# Notebook 3: Reclassifying Variables

In Notebook 2, we learned how to import a .csv file, rename our variables, "slice" our dataframe using [[]], and examine the distribution of numeric variables using the .describe() and seaborn plotting functions.

In today's lab, we're going to focus on

> Exploring categorical variables

> Turning our categorical variables into dummies

> Cleaning up numeric variables

As with everything in Python, there are lots of different ways to do the same thing, so we're providing some basic code so you have what you need for Assignment 4.  But you may find that when you work with your own data, you'll need to explore the web for other code.

## 1.0 Reading in our libraries, our dataset, and renaming our variables

The next few cells get us back to where we left off last week.  Remember, you need to run all the cells in order - libraries, read data, and rename data, otherwise Python will give you an error message!

In [None]:
# First, We're going to call in our libraries

import numpy as np
import pandas as pd
import math
from scipy import stats
import seaborn as sns
import matplotlib as plt
from datascience import *

pd.options.display.float_format = '{:.2f}'.format

In [None]:
#Show our plots in the Jupyter notebook
%matplotlib inline

In [None]:
#When we start working with nan (missing) values, we can get RuntimeWarning errors - we're going to ignore them here
import warnings
warnings.filterwarnings("ignore", category=RuntimeWarning) 

In [None]:
#Now we're going to read in our data

# Here is my code for reading in the complete CHIS data 2

# col_list = ['AC47', 'AC42', 'SRSEX', 'AC46', 'POVLL', 'AE_VEGI', 'OMBSRR_P1','POVGWD_P1']
#chis_df=pd.read_csv("CHIS_2018_Adult_All.csv", usecols=col_list)
#chis_df

#today we're going to work with the extract as we did last week

chis_df = pd.read_csv('CHISextract2018.csv')
chis_df

In [None]:
chis_df.rename(columns={'AC47':'drank_water', 
                        'AC42':'nhood_fv', 
                        'AE_VEGI':'ate_fv',
                        'SRSEX': 'sex',
                        'AC46': 'drank_sweet',
                        'OMBSRR_P1': 'race_ethnicity',
                        'POVGWD_P1' : 'pov_ratio',
                       'POVLL' : 'pov_cat'}, inplace=True)
chis_df

### Codebook

> AC46: Number of times respondent drank sweet fruit drinks in past month

> AC47: Number of times respondent drank water yesterday

> AE_VEGI: Number of times respondent eats vegetables per week

> AC42: Number of times respondent was able to find fresh fruits/vegetables in neighborhood
(1=Never, 2=Sometimes, 3 = Usually, 4 = Always, 5=Doesn't eat f/v, 6: Doesn't shop for f/v, 7 Doesn't shop in neighborhood)
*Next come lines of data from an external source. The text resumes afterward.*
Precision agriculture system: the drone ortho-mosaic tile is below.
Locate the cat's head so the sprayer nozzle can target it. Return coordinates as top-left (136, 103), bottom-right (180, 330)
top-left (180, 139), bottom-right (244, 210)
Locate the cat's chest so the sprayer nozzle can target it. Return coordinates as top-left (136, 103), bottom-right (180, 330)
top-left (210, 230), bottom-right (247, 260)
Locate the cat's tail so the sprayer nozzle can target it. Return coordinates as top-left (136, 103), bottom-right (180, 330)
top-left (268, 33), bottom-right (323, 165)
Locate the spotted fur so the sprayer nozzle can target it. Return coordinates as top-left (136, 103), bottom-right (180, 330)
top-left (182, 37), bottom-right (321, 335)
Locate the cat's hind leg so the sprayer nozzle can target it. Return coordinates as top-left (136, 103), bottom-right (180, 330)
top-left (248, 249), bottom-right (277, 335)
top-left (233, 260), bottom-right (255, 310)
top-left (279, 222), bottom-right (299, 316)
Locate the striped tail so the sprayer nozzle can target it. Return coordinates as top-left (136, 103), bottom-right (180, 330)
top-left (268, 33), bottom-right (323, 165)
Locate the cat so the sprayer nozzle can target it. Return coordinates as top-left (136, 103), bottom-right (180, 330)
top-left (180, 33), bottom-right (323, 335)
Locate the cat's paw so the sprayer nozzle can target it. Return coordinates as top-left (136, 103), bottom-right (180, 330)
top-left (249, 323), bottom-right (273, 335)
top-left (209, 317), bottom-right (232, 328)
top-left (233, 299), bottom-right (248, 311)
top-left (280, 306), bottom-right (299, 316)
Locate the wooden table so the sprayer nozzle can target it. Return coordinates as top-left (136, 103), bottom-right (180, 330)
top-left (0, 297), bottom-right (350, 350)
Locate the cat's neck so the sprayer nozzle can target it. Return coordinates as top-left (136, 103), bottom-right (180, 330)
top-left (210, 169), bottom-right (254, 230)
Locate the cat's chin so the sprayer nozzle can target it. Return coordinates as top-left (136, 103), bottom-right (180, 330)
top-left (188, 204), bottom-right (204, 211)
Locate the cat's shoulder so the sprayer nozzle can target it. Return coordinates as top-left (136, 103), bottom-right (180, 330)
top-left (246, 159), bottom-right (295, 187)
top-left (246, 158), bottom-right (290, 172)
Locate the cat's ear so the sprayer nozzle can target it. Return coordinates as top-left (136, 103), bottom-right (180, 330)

> SRSEX: Self-reported Sex (1= Male, 2=Female)

> OMBSRR_P1: Race/ethnicity
(1=Hispanic, 2= White NH, 3=Black NH, 4=AmIndian/Alaska Native NH, 5=Asian NH, 6=Other or two or more)

> POVLL: poverty level
(1 = 0-99% FPL, 2=100-199% FPL, 3=200-299% FPL, 4=300% FPL and above)

> POVGWD_P1: Family Poverty Threshold Level

##  2.0  Exploring Categorical (or Nominal) Variables

### 2.1 Exploring Nominal Binary Variables

In addition to numeric variables, we also often have to work with "nominal" variables (those with a "Name").  Note that in the CHIS data, the variables that are nominal (e.g. sex, race/ethnicity) are actually assigned number values rather than strings.   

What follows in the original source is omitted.